In international tournaments, where very few teams have the cohesion of club sides, that can go a long way. Here, their defensive cohesion was clear, even if that made this a much less engaging game than had been expected.

2. Slowing of tempo hopefully not a precedent

They are the two teams that best epitomize the breakneck pace of this World Cup, but in this match, they ended up bringing it to something of a halt. This was a classic only in the sense it had the movement of a vintage car. Given how much Chile and Netherlands have set the pace, the hope is that this is not a sign of things to come.

Of course, it's also highly likely that this game was more sedate precisely because of their previous speed. Both teams are at their best when breaking brilliantly into space, but neither exactly makes a habit of offering that up behind them. Netherlands particularly sat back, allowing Chile up to 79 percent possession by the 20th minute, and often turning their back three into a back five.

It said much that the South American side's best efforts -- at least until a late rally -- were from set-pieces. Even there, though, they tried the unpredictable. Balls were not swung into the box. They were played out in anticipation of another sweeping move. That never quite came off. The hope is this more restrained game doesn't rub off on the rest of the tournament.

Norwich's Leroy Fer came off the bench to break the deadlock for the Dutch in the second half.

3. Speedy Robben is something of a rarity

It may not have been his most stunning performance of the World Cup so far, but the wonder is that Robben is still able to play at the searing pace that offered this otherwise laboured match its only flashes of excitement -- not least the brilliant assist that sealed the game. His runs retain the capacity to energise an entire stadium.

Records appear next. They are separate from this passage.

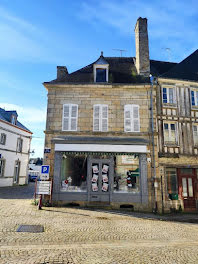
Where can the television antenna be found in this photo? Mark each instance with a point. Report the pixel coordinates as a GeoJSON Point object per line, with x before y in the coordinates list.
{"type": "Point", "coordinates": [121, 51]}
{"type": "Point", "coordinates": [168, 50]}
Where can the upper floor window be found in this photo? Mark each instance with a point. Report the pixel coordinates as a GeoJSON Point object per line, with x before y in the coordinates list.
{"type": "Point", "coordinates": [100, 118]}
{"type": "Point", "coordinates": [2, 139]}
{"type": "Point", "coordinates": [194, 97]}
{"type": "Point", "coordinates": [131, 118]}
{"type": "Point", "coordinates": [195, 134]}
{"type": "Point", "coordinates": [13, 119]}
{"type": "Point", "coordinates": [19, 144]}
{"type": "Point", "coordinates": [170, 133]}
{"type": "Point", "coordinates": [2, 166]}
{"type": "Point", "coordinates": [101, 69]}
{"type": "Point", "coordinates": [70, 117]}
{"type": "Point", "coordinates": [169, 96]}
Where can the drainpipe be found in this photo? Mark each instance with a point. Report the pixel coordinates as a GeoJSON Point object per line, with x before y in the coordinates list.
{"type": "Point", "coordinates": [155, 183]}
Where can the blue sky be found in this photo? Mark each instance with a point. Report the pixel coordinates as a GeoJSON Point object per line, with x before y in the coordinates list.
{"type": "Point", "coordinates": [36, 36]}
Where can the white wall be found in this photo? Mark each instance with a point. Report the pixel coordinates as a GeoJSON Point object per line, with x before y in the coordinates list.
{"type": "Point", "coordinates": [8, 152]}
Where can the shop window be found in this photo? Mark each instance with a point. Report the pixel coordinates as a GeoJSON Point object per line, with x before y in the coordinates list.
{"type": "Point", "coordinates": [170, 133]}
{"type": "Point", "coordinates": [2, 166]}
{"type": "Point", "coordinates": [195, 135]}
{"type": "Point", "coordinates": [194, 97]}
{"type": "Point", "coordinates": [100, 118]}
{"type": "Point", "coordinates": [131, 118]}
{"type": "Point", "coordinates": [127, 176]}
{"type": "Point", "coordinates": [171, 177]}
{"type": "Point", "coordinates": [74, 173]}
{"type": "Point", "coordinates": [2, 139]}
{"type": "Point", "coordinates": [19, 145]}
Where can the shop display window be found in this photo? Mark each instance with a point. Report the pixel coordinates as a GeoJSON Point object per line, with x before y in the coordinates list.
{"type": "Point", "coordinates": [171, 177]}
{"type": "Point", "coordinates": [74, 173]}
{"type": "Point", "coordinates": [127, 176]}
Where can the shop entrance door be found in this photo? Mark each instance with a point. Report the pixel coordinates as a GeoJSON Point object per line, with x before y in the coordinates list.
{"type": "Point", "coordinates": [186, 181]}
{"type": "Point", "coordinates": [100, 180]}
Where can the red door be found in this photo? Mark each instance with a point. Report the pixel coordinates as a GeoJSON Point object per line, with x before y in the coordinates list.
{"type": "Point", "coordinates": [187, 188]}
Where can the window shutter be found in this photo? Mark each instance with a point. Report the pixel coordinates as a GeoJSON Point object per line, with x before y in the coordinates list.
{"type": "Point", "coordinates": [66, 117]}
{"type": "Point", "coordinates": [104, 119]}
{"type": "Point", "coordinates": [136, 118]}
{"type": "Point", "coordinates": [74, 117]}
{"type": "Point", "coordinates": [165, 96]}
{"type": "Point", "coordinates": [171, 97]}
{"type": "Point", "coordinates": [96, 118]}
{"type": "Point", "coordinates": [192, 98]}
{"type": "Point", "coordinates": [127, 118]}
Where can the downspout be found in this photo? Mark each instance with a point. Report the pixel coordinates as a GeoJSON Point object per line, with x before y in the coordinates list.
{"type": "Point", "coordinates": [155, 184]}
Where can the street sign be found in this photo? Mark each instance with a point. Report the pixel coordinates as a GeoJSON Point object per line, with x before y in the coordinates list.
{"type": "Point", "coordinates": [47, 150]}
{"type": "Point", "coordinates": [45, 172]}
{"type": "Point", "coordinates": [44, 187]}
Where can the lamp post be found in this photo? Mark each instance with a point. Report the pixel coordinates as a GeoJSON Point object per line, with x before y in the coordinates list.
{"type": "Point", "coordinates": [155, 183]}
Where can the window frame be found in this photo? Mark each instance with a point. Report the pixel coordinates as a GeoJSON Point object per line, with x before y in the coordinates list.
{"type": "Point", "coordinates": [168, 95]}
{"type": "Point", "coordinates": [100, 66]}
{"type": "Point", "coordinates": [18, 144]}
{"type": "Point", "coordinates": [3, 142]}
{"type": "Point", "coordinates": [194, 90]}
{"type": "Point", "coordinates": [100, 117]}
{"type": "Point", "coordinates": [176, 143]}
{"type": "Point", "coordinates": [131, 106]}
{"type": "Point", "coordinates": [3, 161]}
{"type": "Point", "coordinates": [195, 125]}
{"type": "Point", "coordinates": [70, 117]}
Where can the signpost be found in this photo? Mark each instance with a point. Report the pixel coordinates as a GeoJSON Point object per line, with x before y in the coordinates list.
{"type": "Point", "coordinates": [45, 172]}
{"type": "Point", "coordinates": [44, 186]}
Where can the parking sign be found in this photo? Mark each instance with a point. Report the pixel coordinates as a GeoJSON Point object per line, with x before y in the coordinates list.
{"type": "Point", "coordinates": [45, 172]}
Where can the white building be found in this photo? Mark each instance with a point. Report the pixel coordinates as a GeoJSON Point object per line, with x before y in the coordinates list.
{"type": "Point", "coordinates": [15, 140]}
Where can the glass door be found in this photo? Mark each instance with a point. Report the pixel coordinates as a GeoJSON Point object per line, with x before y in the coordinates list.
{"type": "Point", "coordinates": [100, 180]}
{"type": "Point", "coordinates": [187, 187]}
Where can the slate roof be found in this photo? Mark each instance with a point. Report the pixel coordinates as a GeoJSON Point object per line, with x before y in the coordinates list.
{"type": "Point", "coordinates": [123, 70]}
{"type": "Point", "coordinates": [6, 116]}
{"type": "Point", "coordinates": [186, 69]}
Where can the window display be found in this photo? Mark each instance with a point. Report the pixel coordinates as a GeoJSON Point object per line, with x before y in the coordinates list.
{"type": "Point", "coordinates": [74, 173]}
{"type": "Point", "coordinates": [127, 176]}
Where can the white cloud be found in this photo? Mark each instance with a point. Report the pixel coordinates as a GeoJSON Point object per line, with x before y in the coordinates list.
{"type": "Point", "coordinates": [27, 115]}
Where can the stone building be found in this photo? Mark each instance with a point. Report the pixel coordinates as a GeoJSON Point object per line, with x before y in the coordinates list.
{"type": "Point", "coordinates": [15, 140]}
{"type": "Point", "coordinates": [99, 130]}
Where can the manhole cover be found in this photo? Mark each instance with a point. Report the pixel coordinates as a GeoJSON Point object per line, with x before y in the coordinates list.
{"type": "Point", "coordinates": [30, 228]}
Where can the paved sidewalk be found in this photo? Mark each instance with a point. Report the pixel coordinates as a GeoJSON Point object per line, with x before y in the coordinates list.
{"type": "Point", "coordinates": [85, 236]}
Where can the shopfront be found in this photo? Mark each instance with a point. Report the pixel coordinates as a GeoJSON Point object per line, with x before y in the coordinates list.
{"type": "Point", "coordinates": [100, 173]}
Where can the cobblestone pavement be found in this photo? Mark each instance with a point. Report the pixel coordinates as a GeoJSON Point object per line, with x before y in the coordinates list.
{"type": "Point", "coordinates": [84, 236]}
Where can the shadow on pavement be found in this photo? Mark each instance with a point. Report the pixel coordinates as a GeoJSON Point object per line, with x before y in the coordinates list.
{"type": "Point", "coordinates": [17, 192]}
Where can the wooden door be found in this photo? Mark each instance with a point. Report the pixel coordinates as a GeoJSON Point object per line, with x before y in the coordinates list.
{"type": "Point", "coordinates": [187, 187]}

In that, Robben is something of a rarity. There are not too many primarily pace-based players who, at 30 years of age, manage to maintain the same speed as when they blazingly first broke through. Most of them tend to suffer too many injuries, too much wear and tear. You only have to consider the cases of Ryan Giggs and Michael Owen. Both had to adapt their games by their late 20s, precisely because of the problems they had with their hamstrings and other ailments.

That has not been the case with Robben, who is still as rampant as his younger days at PSV Eindhoven and Chelsea. Of course, it was during that spell at Stamford Bridge that the winger earned something of a reputation for refusing to play when feeling any kind of twinge. It effectively cost him his career at Chelsea, as Jose Mourinho eventually moved to sell him to Real Madrid, but may have preserved his pace.

Here, he played one of the biggest parts in keeping intact Netherlands' perfect group record. Robben was the only Dutch attacker regularly putting the Chilean defence on the edge, and the one that provided the cross to wrap up the victory. Four years after Spain goalkeeper Iker Casillas frustrated him in the 2010 World Cup final, Robben may be raring up to be this tournament's outstanding performer.